In 1992, The Reality of Aid Network (RoA) was initiated as an aid monitoring project which revolved around the production of a Report that monitored donors’ performance from the lens of poverty reduction. The Network was formed to articulate concerns from the global South regarding systemic issues of aid quality. At the same time, it aimed to consolidate a broad North-South membership under Southern leadership, which is crucial in giving voice to the often neglected global South peoples.

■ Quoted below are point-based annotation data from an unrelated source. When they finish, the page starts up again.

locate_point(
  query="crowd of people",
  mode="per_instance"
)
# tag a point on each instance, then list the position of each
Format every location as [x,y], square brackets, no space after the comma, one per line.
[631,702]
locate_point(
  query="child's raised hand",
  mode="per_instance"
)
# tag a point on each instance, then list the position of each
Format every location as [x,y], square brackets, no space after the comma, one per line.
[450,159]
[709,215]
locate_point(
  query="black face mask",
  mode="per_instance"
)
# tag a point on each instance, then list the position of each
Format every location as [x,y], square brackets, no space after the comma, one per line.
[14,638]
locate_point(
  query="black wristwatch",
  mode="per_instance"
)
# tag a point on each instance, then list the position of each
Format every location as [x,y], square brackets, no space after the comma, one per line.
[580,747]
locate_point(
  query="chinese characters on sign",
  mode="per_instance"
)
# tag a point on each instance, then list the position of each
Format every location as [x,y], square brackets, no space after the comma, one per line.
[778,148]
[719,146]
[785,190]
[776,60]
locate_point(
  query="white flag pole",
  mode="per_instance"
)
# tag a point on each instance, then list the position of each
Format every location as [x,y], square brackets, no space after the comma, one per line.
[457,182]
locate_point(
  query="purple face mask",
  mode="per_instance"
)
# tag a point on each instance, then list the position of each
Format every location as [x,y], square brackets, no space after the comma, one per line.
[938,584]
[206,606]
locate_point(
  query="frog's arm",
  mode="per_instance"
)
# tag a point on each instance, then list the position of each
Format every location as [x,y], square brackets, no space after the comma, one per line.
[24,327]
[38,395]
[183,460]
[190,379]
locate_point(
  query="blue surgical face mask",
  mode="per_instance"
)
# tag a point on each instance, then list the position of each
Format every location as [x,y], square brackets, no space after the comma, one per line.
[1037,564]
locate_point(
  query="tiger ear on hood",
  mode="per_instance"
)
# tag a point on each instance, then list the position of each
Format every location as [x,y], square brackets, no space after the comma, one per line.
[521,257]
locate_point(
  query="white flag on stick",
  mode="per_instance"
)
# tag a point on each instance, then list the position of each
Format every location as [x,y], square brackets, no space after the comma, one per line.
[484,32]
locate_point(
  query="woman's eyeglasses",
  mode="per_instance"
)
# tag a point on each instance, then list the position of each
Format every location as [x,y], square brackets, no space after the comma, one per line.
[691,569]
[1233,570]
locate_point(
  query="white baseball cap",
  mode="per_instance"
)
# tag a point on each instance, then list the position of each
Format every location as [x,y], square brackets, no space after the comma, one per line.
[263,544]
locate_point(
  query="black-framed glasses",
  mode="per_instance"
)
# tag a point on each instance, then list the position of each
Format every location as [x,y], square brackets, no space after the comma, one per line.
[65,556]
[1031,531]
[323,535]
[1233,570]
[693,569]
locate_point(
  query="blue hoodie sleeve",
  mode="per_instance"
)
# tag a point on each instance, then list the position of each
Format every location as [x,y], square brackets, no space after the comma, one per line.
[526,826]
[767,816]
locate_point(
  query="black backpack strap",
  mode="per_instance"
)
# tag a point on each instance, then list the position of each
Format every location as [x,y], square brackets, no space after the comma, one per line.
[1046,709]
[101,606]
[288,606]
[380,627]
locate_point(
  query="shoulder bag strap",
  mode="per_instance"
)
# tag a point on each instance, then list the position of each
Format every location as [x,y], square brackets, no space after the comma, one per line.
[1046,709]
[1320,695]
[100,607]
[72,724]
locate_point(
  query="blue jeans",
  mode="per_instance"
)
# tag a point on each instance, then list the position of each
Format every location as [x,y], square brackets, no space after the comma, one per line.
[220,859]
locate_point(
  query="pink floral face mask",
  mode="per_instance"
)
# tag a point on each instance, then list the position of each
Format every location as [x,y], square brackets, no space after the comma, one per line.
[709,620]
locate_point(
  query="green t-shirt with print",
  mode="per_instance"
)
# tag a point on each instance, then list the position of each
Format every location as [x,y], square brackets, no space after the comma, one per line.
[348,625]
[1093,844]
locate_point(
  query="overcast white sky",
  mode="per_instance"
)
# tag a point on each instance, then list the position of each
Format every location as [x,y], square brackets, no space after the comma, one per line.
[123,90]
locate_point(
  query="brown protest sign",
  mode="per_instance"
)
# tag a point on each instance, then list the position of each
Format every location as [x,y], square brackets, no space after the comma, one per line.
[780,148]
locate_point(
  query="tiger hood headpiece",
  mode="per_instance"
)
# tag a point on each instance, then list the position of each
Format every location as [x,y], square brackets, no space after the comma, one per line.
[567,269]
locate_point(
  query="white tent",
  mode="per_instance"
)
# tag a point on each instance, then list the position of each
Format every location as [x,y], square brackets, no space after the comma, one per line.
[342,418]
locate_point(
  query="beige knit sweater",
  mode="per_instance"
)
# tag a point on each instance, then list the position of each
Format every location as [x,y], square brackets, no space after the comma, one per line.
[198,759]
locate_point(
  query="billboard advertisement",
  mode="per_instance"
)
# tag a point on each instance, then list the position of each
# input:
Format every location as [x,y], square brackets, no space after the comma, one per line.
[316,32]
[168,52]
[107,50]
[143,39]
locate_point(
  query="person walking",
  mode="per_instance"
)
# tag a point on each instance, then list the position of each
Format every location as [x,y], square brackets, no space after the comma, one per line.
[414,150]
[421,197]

With the network’s formal inception in 1993, it has been involved in various campaigns, and policy and advocacy spaces that tackle ever-shifting global phenomena such as changes in international and regional political landscapes, wars, economic collapses, geopolitical tensions, issues surrounding development and many others. These challenges demand social, political, and institutional changes in the present forms of development policies, funding modalities, and donor practices which are currently hindered by aid conditionalities and by geopolitical interests of powerful countries among others
Now that the world is at its most vulnerable once again due to COVID-19, conflicts, and the worsening climate crisis, it is imperative for the network and for civil society in general to stand our ground, push back, and assert our calls toward increased and quality financing for rights-based, people-centered development initiatives that will truly serve the needs of the global South. It needs to be strongly reiterated that delivering quality aid is part of donors countries’ historical responsibility to provide reparations to the world’s marginalized.
With the theme, “30 Years of Amplifying Southern Voices”, our same grit from 1993 will propel the network in continuing its mandate to forge solidarity among the world’s marginalized and put their voices at the forefront of policy arenas. The Reality of Aid Network will persist in calling for people-centered and rights-based development by producing various knowledge products, meaningfully engaging with CSOs and other development actors, and demanding for policy recommendations and alternatives that are rooted in people’s realities and will genuinely address their pressing needs.
The network’s 30th year signifies new challenges as the world also faces compounded crises. Nevertheless, the past 30 years have also shown that the network has been able to confront these challenges headstrong. With the guidance of our members and the solidarities built throughout our three-decade existence, the network will continue to take on the duty to forward Southern perspectives in different policy arenas. And in the next years to come, even stronger efforts from our ranks will hopefully propel us towards an equitable delivery of aid and effective development cooperation that will contribute to social transformation.